The British government has declared that strike action is not a ‘fundamental social right’. The government, represented by QC David Anderson (on January 11th) was giving evidence in the European Court of Justice in relation to strike action by Swedish trades unionists when the company Laval brought in Latvian workers to build a school in the Swedish town of Vaxholm. Laval is claiming that the union broke European law. The action was against paying Latvian wages rather than Swedish union negotiated rates for the work.Also currently before the court is a case brought by Finnish company Viking Line against the International Transport Workers Federation. The case related to the threat by Finnish workers to strike when the company tried to register a liner in Estonia to take advantage of 60% lower wage costs. They were defending the wage rate for the job (negotiated by the Finnish Seamen’s Union) irrespective of the national origins of the crew. As it happened strike action did not take place. In August 2004 Viking applied to the UK Commercial Court in London for an order to stop the ITF and the FSU from taking any action to prevent the re-flagging of the Rosella on the grounds that it would hinder their ‘fundamental right of establishment and freedom to provide services’. Whereas the Commercial Court considered that the proposed action of the ITF and the FSU were contrary to European law, the UK Court of Appeal, in a judgement given on 3 November 2005, decided that the case raised important and difficult questions of European law and subsequently referred it to the European Court of Justice (see below). The judgement of the ECJ will become part of European law and apply to all EU members.

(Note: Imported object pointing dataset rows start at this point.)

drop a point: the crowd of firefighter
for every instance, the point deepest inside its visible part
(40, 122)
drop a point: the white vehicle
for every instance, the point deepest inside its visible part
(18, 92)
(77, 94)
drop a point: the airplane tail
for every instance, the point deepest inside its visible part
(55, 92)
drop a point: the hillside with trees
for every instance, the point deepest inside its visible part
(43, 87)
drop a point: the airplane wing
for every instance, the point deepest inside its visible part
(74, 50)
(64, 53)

Hence these cases will potentially determine whether businesses can relocate to take advantage of cheap Eastern European labour without the threat of strike action, and whether EU law overrides national laws protecting workers from exploitation. Countries such as Finland, Denmark and Sweden have constitutional protection for trade union rights. A ruling in favour of Viking or Laval would mean EU law overriding domestic laws.
This would have disastrous implications for trades unions, effectively opening the way to using migrant labour at the rate for the home rather than the host country. This issue was a major source of dispute in the EU Services Directive which originally included the right to employ foreign labour at ‘country of origin’ wage rates rather than at the union negotiated rates in the country where the work was taking place.

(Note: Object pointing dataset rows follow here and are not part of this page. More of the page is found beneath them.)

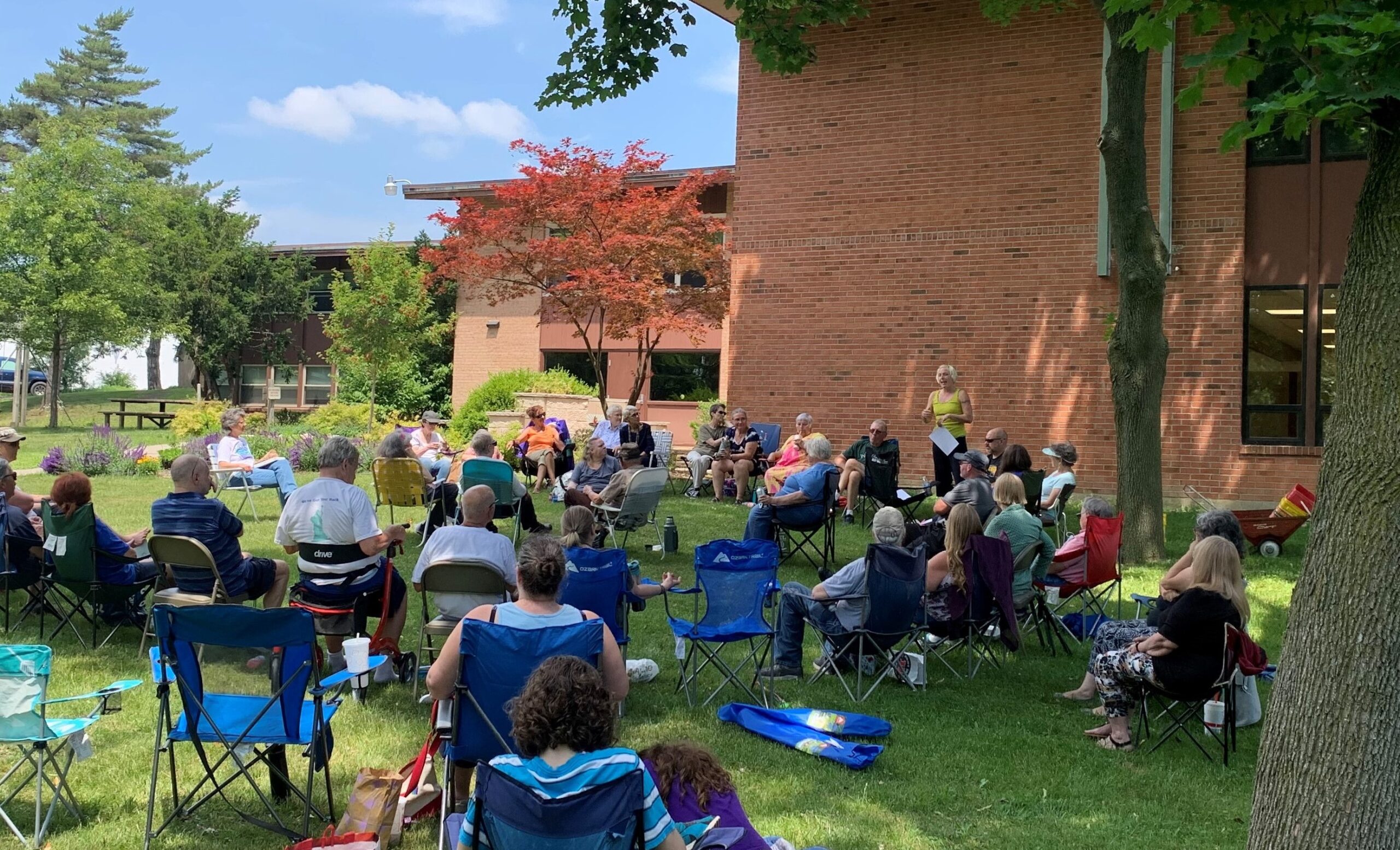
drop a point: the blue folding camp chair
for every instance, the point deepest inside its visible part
(46, 744)
(738, 581)
(496, 663)
(509, 816)
(249, 729)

Of the 15 countries making submissions to the European Court, the UK was the only one to state that strike action is not a fundamental social right. In effect the government is supporting the ‘right’ of employment of cheaper foreign labour to undermine trades unions. It is also supporting the ‘principle’ that free movement of labour is a more important right than the right of workers to withdraw their labour in order to defend their wages and conditions of work. This is nothing other than ‘free market fundamentalism’ of the worst kind. Perhaps Blair had this in mind when speaking of the ‘shared values’ which Britain is supposed to have in common with the United States.
Every Labour MP, especially those sponsored by the unions, should be put on the spot over this issue, with the demand that they express oppose the government’s psoition. Any sponsored MP who refuses to support the unions in relation to such a fundamental issue should have their support stopped by Labour affiliated unions.

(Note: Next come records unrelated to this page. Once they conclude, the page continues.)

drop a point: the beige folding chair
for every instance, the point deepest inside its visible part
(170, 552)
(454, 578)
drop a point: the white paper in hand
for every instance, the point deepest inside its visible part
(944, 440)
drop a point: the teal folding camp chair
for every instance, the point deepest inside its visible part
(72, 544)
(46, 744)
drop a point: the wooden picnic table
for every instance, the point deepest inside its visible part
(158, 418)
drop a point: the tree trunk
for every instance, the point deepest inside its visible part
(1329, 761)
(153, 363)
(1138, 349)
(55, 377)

The ECJ will address the following questions:
· Should Member State ‘social models’ and labour law as determined in accordance with the principle of subsidiarity be made subject to the economic freedoms of the EC Treaty (Articles 43 & 49) i.e. in this case the Finnish constitutional right of workers and their organisations to negotiate collective agreements at an appropriate level of pay and to take industrial action in cases of conflict?
· What should determine the balance between guaranteeing economic freedoms (Title III) on the one hand and fundamental rights (Title XI & Charter of Fundamental Rights) on the other?
· Should the ECJ be the arbiter on matters of industrial action, expanding the EU’s sphere of competence in this area and potentially impinging on national sovereignty?
· Should all industrial action that has the effect of restricting the freedom of movement be justified by trade unions before the courts, and ultimately before the ECJ?